With the ascent of the Communists to power in Serbia, Bishop Irenaeus became the target of the hatred of the new, godless government.  He was placed under house arrest for 17 months.  During the 1946 feast of the Transfiguration of the Lord as a festal procession was taking place around the church the bishop was insulted, beaten and nearly lynched by the Communists.   The bishop suffered injuries from which he never recovered.  He fell asleep in the Lord on the eve of the feast of the Annunciation in 1955 and was buried in the crypt of St. George Cathedral in Novi Sad. 

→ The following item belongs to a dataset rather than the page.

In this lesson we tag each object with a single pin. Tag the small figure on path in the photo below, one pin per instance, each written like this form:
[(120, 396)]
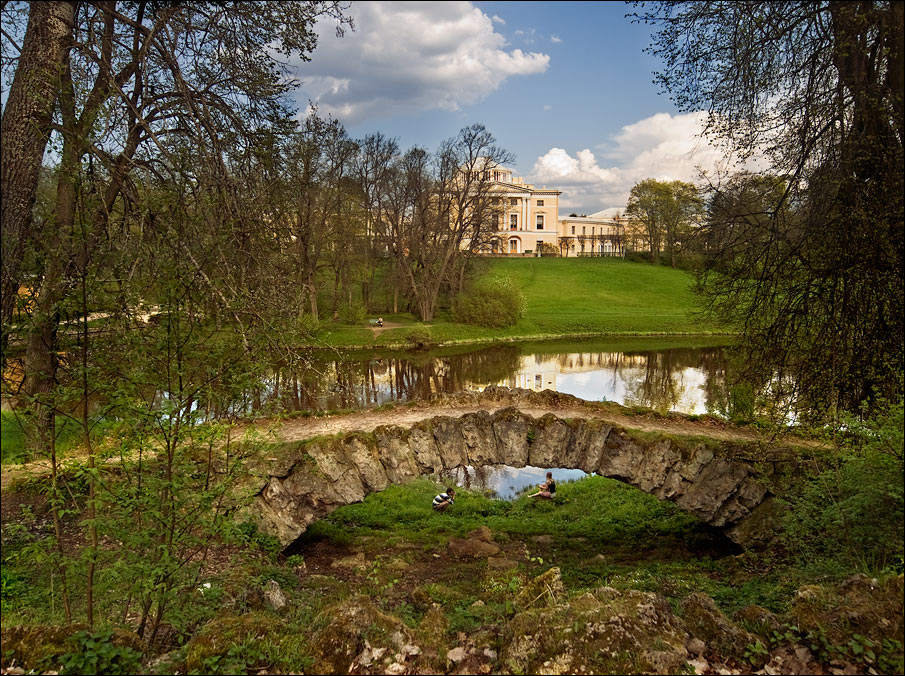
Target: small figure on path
[(444, 500), (547, 489)]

Blessed are you when they revile and persecute you, and say all kinds of evil against you falsely for My sake.  Rejoice and be exceedingly glad, for great is your reward in heaven, for so they persecuted the prophets who were before you. (Matthew 5:11-12)

His Canonization

On May 23, 2022  the Holy Synod of Bishops of the Orthodox Church of Serbia, resolved to list Bishop Irenaeus among the saints as a “Confessor of the Faith” (one who suffered for Christ).  The feastday of his remembrance was established on the anniversary of his falling asleep in the Lord:  March 24 (Gregorian Calendar) / April 6 (Julian Calendar).   

The solemn service of canonization took place at the Cathedral in Novi Sad led by His Holiness, Patriarch Porfirije of the Orthodox Church of Serbia along with dozens of bishops from around the world including Archbishop Juraj of the Diocese of Michalovce and Kosice in Slovakia.  At the Little Entrance of the Divine Liturgy, Bishop Nikodim of Dalmatia read the decree of the Holy Synod of Bishops glorifying not only St. Irenaus but also the New Martyrs of Bac.